If you translate book two after book one, Bookshift has a much better chance of keeping the series language consistent.
Hardback wrap PDF generator beta
The print cover generator now includes beta support for hardback wrap PDFs, including KDP hardcover case laminate options.
This still needs more testing before I call it fully reliable, but it is ready enough to try. If you want to experiment with a hardback wrap, have a go and let me know where it behaves well and where it needs more work.

International KDP category recommendations
I have cataloged the KDP categories across the different international stores. Now, when you translate a book, the resource pack can include recommended categories for that specific store.
That matters because categories are not just translated labels. Different stores organize books differently, and a category that makes sense in one marketplace may not map neatly to another.
A multilingual category browser and search tool is coming soon. The current version is already useful because the recommendations are generated as part of the translation resource pack, right when you are preparing the listing.
Marketing packs are getting more useful
Marketing packs are still a work in progress, but they have improved a lot recently.
They can now help with things like:
- Facebook group post ideas,
- short posts for Bluesky and X,
- book group discussion questions,
- alternative blurb ideas,
- pull quotes,
- and other launch or relaunch material.
They are useful for original-language books if you want more marketing angles, and especially useful for translations. For translated books, pull quotes are taken directly from the translated manuscript. They are not re-translated versions of an English quote, which makes them much more natural to use in the target language.

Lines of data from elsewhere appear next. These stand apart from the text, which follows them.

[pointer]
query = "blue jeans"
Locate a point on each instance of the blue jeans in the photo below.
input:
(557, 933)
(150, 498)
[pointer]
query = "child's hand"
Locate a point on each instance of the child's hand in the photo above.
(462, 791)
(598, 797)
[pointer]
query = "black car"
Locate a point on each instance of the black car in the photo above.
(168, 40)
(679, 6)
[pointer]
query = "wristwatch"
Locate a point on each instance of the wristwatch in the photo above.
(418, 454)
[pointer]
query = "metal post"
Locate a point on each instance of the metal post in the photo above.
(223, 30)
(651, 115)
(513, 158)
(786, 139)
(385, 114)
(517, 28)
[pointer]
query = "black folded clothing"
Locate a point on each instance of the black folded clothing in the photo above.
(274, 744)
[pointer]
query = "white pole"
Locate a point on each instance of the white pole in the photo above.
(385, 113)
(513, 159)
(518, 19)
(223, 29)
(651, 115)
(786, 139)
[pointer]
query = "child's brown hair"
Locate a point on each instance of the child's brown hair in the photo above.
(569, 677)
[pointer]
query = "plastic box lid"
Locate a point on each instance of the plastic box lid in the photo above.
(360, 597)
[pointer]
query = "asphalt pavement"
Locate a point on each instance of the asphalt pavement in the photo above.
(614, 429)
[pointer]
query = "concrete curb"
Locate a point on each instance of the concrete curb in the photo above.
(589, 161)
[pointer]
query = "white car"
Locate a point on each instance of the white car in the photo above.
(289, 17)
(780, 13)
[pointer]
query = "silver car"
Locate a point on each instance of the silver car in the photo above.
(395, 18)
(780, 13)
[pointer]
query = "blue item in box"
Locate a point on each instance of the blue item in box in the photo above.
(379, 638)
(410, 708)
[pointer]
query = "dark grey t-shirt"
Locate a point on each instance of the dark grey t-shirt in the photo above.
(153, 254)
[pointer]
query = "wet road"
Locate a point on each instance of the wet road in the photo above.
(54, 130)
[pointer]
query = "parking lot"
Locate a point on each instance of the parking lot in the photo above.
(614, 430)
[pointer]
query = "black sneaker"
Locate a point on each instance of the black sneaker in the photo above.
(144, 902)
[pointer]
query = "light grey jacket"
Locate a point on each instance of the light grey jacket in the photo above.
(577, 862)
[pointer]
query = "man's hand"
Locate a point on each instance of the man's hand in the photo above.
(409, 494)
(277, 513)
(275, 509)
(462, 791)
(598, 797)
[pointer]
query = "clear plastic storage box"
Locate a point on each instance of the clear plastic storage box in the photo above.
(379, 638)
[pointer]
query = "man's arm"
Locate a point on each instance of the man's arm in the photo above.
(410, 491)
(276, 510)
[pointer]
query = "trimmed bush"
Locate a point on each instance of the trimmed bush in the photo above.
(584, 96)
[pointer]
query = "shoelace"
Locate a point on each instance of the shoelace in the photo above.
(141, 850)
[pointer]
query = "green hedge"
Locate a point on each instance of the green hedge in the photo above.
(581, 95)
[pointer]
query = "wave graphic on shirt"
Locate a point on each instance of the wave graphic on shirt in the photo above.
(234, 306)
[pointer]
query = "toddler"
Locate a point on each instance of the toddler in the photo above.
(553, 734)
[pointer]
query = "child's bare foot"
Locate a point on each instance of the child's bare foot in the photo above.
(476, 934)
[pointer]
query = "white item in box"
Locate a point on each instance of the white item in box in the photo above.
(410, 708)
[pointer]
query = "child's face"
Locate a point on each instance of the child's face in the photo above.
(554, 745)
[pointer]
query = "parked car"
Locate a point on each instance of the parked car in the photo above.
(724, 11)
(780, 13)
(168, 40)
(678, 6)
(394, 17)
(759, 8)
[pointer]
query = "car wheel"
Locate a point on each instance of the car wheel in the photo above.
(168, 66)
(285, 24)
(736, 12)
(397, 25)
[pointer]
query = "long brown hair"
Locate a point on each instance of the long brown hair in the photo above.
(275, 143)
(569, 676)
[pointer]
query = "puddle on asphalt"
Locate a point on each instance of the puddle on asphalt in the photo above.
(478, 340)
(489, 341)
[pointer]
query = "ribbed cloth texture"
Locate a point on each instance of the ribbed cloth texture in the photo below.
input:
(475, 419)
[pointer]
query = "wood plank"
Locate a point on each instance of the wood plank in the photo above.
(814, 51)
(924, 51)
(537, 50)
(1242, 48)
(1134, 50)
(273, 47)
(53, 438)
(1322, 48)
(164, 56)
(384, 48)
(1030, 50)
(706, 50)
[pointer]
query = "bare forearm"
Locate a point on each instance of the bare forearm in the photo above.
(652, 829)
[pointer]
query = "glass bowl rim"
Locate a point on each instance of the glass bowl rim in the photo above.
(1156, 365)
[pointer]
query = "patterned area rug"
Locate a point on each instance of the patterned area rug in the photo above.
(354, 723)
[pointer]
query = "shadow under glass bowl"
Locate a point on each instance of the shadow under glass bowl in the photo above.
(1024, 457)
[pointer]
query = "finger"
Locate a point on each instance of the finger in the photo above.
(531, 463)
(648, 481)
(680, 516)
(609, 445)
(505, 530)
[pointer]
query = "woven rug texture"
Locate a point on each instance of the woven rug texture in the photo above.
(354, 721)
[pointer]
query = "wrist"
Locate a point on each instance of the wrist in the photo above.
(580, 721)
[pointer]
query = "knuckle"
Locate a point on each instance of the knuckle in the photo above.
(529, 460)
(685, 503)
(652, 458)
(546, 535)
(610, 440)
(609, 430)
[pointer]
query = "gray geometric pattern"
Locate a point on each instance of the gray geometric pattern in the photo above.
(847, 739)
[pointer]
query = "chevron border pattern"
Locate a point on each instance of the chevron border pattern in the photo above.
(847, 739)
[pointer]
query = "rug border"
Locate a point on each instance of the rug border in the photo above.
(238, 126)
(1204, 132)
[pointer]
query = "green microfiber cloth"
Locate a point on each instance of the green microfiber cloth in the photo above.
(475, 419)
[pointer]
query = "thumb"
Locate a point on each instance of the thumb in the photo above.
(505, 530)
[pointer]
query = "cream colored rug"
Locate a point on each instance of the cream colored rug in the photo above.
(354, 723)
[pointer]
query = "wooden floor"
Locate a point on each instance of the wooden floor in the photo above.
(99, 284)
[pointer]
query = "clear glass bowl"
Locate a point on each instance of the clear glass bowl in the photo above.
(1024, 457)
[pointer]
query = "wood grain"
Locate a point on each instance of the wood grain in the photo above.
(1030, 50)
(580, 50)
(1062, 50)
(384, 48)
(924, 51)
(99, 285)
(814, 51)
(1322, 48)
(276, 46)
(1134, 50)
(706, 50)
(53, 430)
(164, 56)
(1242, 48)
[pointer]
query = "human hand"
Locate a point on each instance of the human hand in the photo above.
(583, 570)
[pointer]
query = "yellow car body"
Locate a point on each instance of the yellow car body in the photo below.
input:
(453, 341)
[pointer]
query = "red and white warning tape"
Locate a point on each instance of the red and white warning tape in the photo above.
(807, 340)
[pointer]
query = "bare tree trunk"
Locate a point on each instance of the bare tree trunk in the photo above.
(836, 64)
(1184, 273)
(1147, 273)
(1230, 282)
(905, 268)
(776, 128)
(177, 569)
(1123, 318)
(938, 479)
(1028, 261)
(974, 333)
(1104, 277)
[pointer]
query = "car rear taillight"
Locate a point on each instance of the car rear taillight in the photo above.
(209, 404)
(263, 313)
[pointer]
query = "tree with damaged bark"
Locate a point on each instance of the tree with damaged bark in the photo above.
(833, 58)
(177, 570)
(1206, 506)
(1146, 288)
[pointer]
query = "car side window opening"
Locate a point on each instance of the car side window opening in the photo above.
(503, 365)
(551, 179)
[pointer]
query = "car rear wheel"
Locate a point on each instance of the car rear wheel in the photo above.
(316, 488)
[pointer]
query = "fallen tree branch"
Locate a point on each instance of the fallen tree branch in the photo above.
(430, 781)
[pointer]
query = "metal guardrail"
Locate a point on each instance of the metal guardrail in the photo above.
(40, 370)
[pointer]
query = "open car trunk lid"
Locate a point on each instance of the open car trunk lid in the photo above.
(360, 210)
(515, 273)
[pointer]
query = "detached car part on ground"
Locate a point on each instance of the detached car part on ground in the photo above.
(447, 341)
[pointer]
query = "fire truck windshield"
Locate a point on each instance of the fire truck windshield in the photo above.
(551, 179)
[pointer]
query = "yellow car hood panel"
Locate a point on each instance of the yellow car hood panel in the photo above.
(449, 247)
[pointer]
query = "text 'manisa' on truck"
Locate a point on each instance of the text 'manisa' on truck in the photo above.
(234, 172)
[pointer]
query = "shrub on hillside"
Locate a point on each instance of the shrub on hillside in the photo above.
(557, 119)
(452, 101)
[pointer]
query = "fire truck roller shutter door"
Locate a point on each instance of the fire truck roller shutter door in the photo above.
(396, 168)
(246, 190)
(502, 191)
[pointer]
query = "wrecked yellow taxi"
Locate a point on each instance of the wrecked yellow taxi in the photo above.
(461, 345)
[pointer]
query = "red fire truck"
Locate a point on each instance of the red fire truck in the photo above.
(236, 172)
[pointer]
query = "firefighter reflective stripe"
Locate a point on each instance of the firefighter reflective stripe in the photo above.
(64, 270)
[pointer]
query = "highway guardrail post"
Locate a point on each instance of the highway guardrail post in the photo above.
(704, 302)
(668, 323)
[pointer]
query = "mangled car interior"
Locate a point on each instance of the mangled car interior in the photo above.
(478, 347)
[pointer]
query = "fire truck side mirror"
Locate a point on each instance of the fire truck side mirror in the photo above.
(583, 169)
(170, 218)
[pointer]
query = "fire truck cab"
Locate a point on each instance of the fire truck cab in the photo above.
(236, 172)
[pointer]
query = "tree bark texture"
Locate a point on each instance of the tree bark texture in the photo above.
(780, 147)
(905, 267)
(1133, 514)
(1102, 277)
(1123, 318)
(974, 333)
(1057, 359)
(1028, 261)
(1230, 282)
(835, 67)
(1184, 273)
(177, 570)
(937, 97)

More reliable translation submission and bulk workflows
There has also been a lot of cleanup work around the translation flow itself.
Document handling is more robust now, especially for books with... unconventional... formatting choices. Bulk translations are smoother and safer. Language and style options are clearer, and Bookshift does more checking before submission so problems are caught earlier.
The upload and submit flow for book translations should also feel more reliable overall. This kind of work is not always flashy, but it is the difference between "the tool works on clean demo files" and "the tool behaves sensibly with real manuscripts from real authors."
What to try first
If you have a French manuscript and need to switch dialogue conventions, try the Dialogue Format Converter.
If you are creating a new edition cover, try starting from an existing Bookshift book or uploading the manuscript for context instead of filling everything manually.
If you write a series, start grouping the books now so future translations can benefit from the shared context.
And if you are close to publishing a translated edition, open the resource pack and marketing pack. The category recommendations, translated pull quotes, and fresh promotional angles should save you a decent amount of setup time.
More improvements are coming, especially around category browsing and hardback wraps. For now, these updates should make Bookshift better at the part that matters most: getting from "I have a book" to "I can publish this edition with confidence."